China Security Times (SecuTimes or STCN) recently reported that, due to economic slowdown and weak market demand, Hong Kong’s foreign trade continues to shrink. On July 25, the Census and Statistics Department of the Hong Kong Government released the external merchandise trade statistics for June: Hong Kong’s overall exports in June fell by 11.4 percent year-over-year.
This is the sixth consecutive month this year that Hong Kong’s exports have declined. In the first half of the year, exports fell by 15.5% year-over-year, resulting in a reported tangible trade deficit of RMB 231.6 billion yuan (around US$32.4 billion). A spokesman for the Hong Kong government said that, in light of weak external demand, the exports in June fell further year-over-year.
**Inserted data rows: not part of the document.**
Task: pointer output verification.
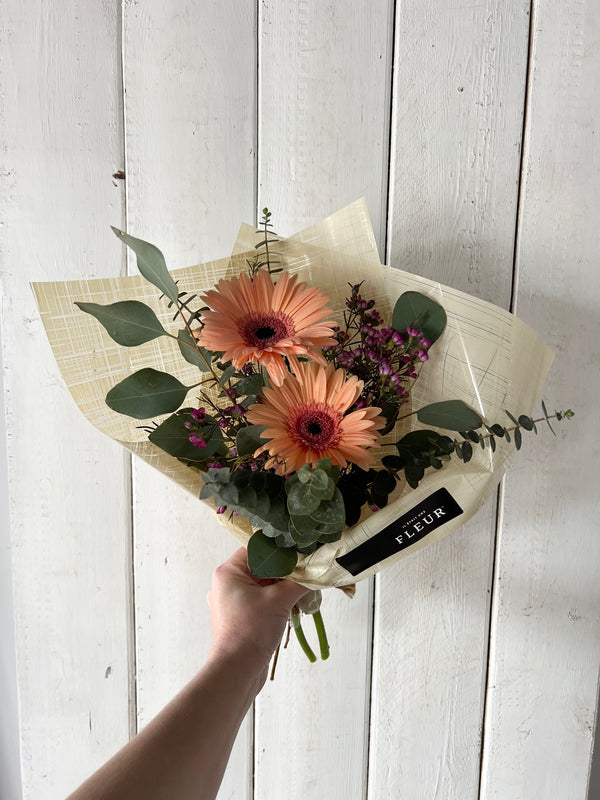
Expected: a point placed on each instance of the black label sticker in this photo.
(435, 510)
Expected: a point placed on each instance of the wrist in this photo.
(244, 663)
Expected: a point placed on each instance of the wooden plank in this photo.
(324, 78)
(190, 96)
(541, 700)
(62, 143)
(457, 122)
(10, 754)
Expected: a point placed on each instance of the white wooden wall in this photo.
(469, 670)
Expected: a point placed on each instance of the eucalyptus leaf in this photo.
(147, 393)
(266, 560)
(301, 499)
(389, 412)
(467, 451)
(453, 415)
(330, 512)
(416, 310)
(192, 351)
(518, 438)
(385, 483)
(250, 385)
(130, 323)
(151, 263)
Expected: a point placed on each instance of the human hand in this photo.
(249, 614)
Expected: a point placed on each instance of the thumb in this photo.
(288, 592)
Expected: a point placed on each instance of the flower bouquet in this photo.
(338, 414)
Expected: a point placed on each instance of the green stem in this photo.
(323, 643)
(297, 626)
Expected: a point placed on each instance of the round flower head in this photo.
(253, 319)
(306, 420)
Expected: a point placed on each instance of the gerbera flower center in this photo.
(315, 425)
(262, 330)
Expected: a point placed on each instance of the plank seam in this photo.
(512, 308)
(369, 693)
(257, 111)
(385, 202)
(524, 141)
(491, 617)
(129, 474)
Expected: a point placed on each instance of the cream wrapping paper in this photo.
(486, 357)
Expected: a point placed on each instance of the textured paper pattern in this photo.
(486, 357)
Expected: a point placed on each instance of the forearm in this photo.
(183, 752)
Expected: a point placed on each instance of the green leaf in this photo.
(330, 512)
(304, 474)
(453, 415)
(151, 263)
(278, 515)
(384, 482)
(250, 385)
(192, 351)
(393, 462)
(304, 524)
(414, 473)
(416, 310)
(147, 394)
(545, 410)
(130, 323)
(266, 560)
(301, 499)
(510, 416)
(518, 438)
(248, 439)
(389, 412)
(300, 537)
(172, 437)
(526, 422)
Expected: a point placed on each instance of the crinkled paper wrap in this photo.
(486, 357)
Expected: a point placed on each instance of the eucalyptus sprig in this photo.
(263, 257)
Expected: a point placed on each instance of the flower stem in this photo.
(297, 626)
(323, 643)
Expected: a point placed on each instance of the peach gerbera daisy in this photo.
(253, 319)
(306, 420)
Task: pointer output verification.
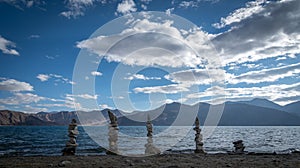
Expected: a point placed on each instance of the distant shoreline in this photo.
(163, 160)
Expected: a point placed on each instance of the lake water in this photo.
(50, 140)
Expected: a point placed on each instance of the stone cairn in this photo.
(71, 144)
(238, 147)
(150, 148)
(198, 137)
(112, 134)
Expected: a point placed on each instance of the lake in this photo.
(50, 140)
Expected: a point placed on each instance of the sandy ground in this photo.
(163, 160)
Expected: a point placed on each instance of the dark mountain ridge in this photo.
(257, 112)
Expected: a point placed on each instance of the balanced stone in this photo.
(150, 148)
(112, 134)
(71, 145)
(238, 147)
(198, 137)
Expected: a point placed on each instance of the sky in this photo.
(137, 55)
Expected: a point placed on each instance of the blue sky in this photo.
(257, 44)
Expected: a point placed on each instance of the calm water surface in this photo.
(50, 140)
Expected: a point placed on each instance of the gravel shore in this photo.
(163, 160)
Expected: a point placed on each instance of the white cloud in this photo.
(166, 89)
(31, 109)
(126, 6)
(194, 3)
(104, 106)
(43, 77)
(269, 33)
(138, 45)
(20, 4)
(267, 75)
(186, 4)
(83, 96)
(56, 77)
(22, 98)
(117, 97)
(143, 6)
(96, 73)
(197, 76)
(141, 77)
(279, 93)
(77, 8)
(169, 11)
(14, 85)
(252, 7)
(7, 47)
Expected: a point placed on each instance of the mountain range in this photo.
(256, 112)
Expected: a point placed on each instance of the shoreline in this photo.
(163, 160)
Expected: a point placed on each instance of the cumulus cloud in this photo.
(138, 45)
(197, 76)
(7, 47)
(252, 7)
(194, 3)
(141, 77)
(166, 89)
(96, 73)
(56, 77)
(43, 77)
(31, 109)
(280, 93)
(22, 98)
(126, 6)
(267, 75)
(21, 4)
(14, 85)
(272, 31)
(104, 106)
(83, 96)
(77, 8)
(169, 11)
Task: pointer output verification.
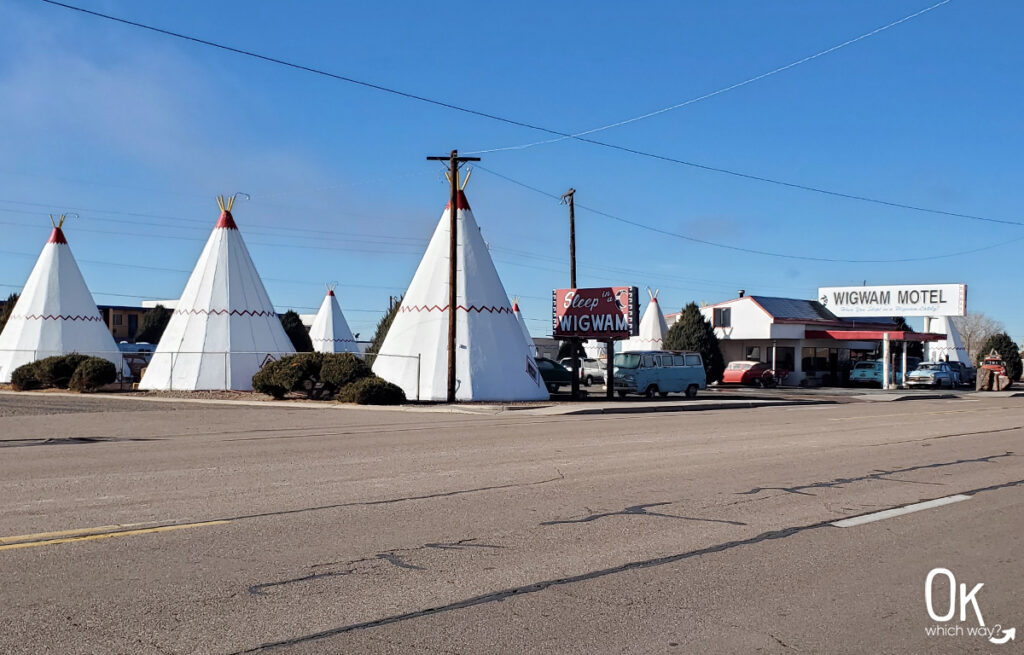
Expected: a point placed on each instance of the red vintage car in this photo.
(752, 373)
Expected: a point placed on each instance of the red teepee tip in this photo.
(461, 200)
(56, 236)
(226, 220)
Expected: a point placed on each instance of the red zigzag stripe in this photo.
(56, 317)
(232, 312)
(492, 309)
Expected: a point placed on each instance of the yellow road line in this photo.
(107, 535)
(38, 536)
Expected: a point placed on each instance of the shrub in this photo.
(56, 370)
(291, 373)
(372, 391)
(265, 381)
(342, 369)
(92, 374)
(25, 378)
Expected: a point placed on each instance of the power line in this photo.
(508, 121)
(722, 90)
(739, 249)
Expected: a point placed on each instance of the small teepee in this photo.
(330, 331)
(652, 328)
(493, 359)
(522, 324)
(951, 348)
(223, 329)
(55, 313)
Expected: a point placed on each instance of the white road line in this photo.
(888, 514)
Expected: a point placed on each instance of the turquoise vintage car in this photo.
(869, 373)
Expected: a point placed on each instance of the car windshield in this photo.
(628, 360)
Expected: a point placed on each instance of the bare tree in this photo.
(975, 329)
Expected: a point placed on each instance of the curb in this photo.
(738, 404)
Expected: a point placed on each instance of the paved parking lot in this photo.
(130, 526)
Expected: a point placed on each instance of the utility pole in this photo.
(454, 162)
(567, 200)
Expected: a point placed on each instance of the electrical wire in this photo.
(558, 133)
(739, 249)
(712, 94)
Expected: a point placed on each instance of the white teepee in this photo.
(951, 347)
(652, 328)
(55, 313)
(493, 358)
(330, 331)
(522, 325)
(223, 329)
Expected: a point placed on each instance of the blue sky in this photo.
(138, 133)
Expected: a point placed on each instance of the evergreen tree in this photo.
(384, 324)
(296, 332)
(153, 324)
(8, 309)
(693, 333)
(1007, 348)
Exports to mainland China, the United States and the European Union all decreased, while exports to most other major Asian markets saw record declines as well.
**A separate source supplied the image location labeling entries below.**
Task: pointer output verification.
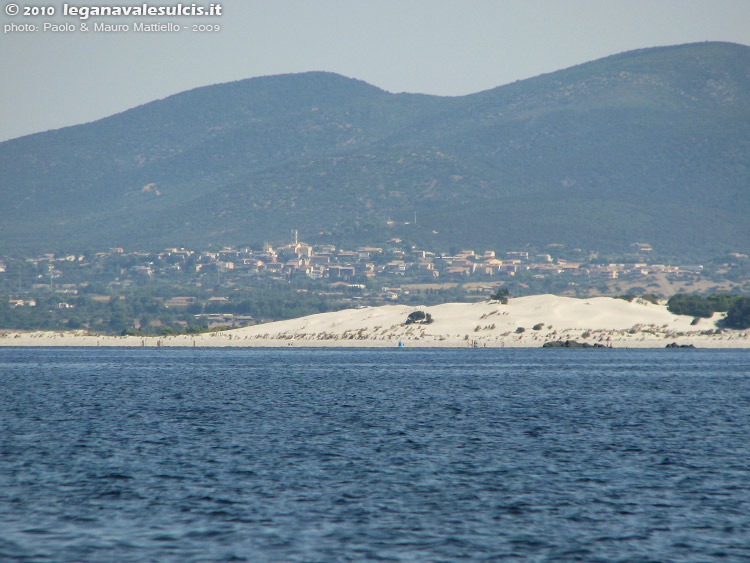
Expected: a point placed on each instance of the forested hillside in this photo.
(650, 145)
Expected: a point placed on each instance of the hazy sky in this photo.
(54, 79)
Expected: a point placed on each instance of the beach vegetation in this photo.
(704, 307)
(502, 294)
(418, 317)
(738, 316)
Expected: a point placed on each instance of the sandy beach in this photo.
(523, 322)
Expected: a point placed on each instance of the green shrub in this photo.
(738, 315)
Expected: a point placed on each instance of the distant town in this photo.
(175, 288)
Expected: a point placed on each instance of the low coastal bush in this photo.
(738, 315)
(704, 307)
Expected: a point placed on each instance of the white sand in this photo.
(602, 320)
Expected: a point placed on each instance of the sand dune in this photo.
(523, 322)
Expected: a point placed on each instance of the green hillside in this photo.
(650, 145)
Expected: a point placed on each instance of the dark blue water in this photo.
(393, 455)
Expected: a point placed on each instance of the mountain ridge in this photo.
(616, 140)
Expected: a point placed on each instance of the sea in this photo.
(185, 454)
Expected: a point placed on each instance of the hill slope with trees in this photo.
(650, 145)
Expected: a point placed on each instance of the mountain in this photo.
(650, 145)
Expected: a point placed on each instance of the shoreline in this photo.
(525, 322)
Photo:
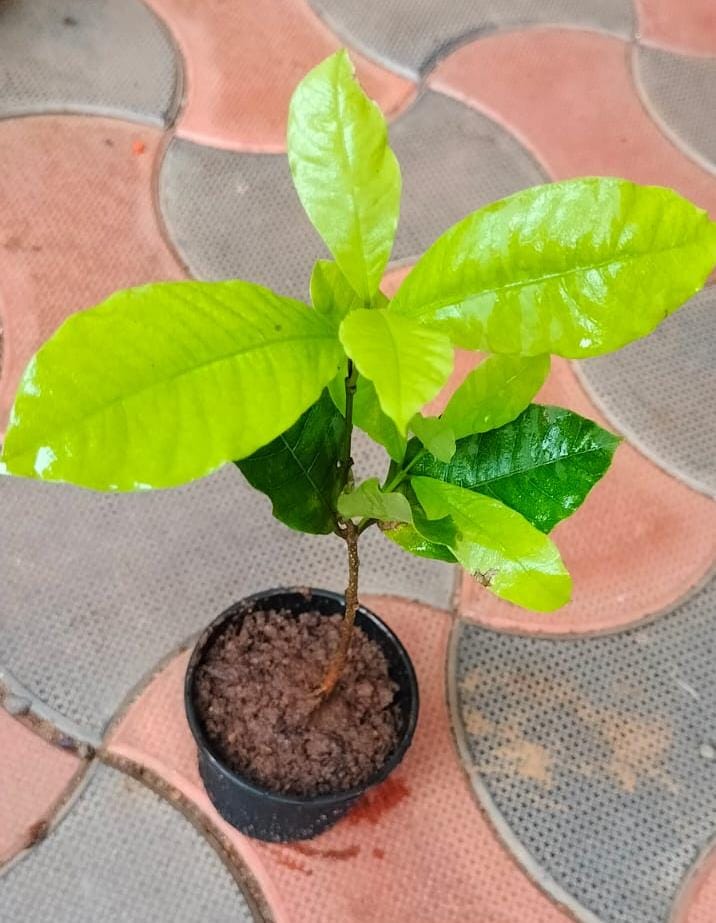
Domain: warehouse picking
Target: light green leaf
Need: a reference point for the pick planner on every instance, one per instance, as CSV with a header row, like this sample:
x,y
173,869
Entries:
x,y
331,294
299,470
508,555
577,268
436,434
346,176
412,541
165,383
368,415
543,464
408,364
369,500
494,393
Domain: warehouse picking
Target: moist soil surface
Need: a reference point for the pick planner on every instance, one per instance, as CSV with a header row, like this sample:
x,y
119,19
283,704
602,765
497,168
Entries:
x,y
255,694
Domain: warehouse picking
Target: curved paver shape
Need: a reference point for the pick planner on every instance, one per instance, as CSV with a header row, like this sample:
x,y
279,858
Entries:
x,y
411,34
661,392
218,204
591,752
107,57
97,588
122,854
679,90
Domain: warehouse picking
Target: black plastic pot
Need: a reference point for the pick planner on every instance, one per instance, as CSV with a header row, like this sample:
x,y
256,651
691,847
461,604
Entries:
x,y
264,814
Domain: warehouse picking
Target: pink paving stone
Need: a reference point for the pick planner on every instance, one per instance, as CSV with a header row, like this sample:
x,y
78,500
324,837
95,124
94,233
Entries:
x,y
77,222
419,849
697,903
243,61
678,25
34,777
641,540
570,98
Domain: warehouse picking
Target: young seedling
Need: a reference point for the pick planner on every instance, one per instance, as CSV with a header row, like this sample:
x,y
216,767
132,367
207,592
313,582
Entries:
x,y
163,384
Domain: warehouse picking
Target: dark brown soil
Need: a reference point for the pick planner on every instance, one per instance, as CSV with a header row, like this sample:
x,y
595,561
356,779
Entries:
x,y
255,693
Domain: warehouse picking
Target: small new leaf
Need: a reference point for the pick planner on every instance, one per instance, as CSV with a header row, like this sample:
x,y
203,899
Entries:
x,y
368,500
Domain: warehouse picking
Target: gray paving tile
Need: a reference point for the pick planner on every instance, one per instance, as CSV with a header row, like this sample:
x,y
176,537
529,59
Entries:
x,y
96,588
680,90
591,754
661,392
237,215
411,34
122,855
108,57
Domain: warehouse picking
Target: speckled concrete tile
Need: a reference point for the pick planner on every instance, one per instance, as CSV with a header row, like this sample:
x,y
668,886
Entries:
x,y
679,91
107,57
34,778
412,34
570,97
591,754
237,214
84,619
641,541
660,392
77,222
122,855
243,61
417,848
Looking ahead, the influence of slowing global economic growth means Hong Kong’s export performance will continue to face significant pressure in the short term. Hong Kong’s exports to all major Asian regions showed negative growth. The Asian regions to which exports fell most sharply include Japan (down 24 percent), Singapore (down 23.5 percent), Taiwan (down 19.2 percent), and Mainland China (down 19.2 percent), and India (down 17.3 percent).
Hong Kong’s major export products, especially electrical machinery, instruments, appliances and parts, office machines, automatic data processing instruments, as well as communication, recording and audio equipment and instruments, were dominated by declines. In addition to the affect of the global economy, the economic performance of the Mainland has also negatively impacted Hong Kong’s foreign trade.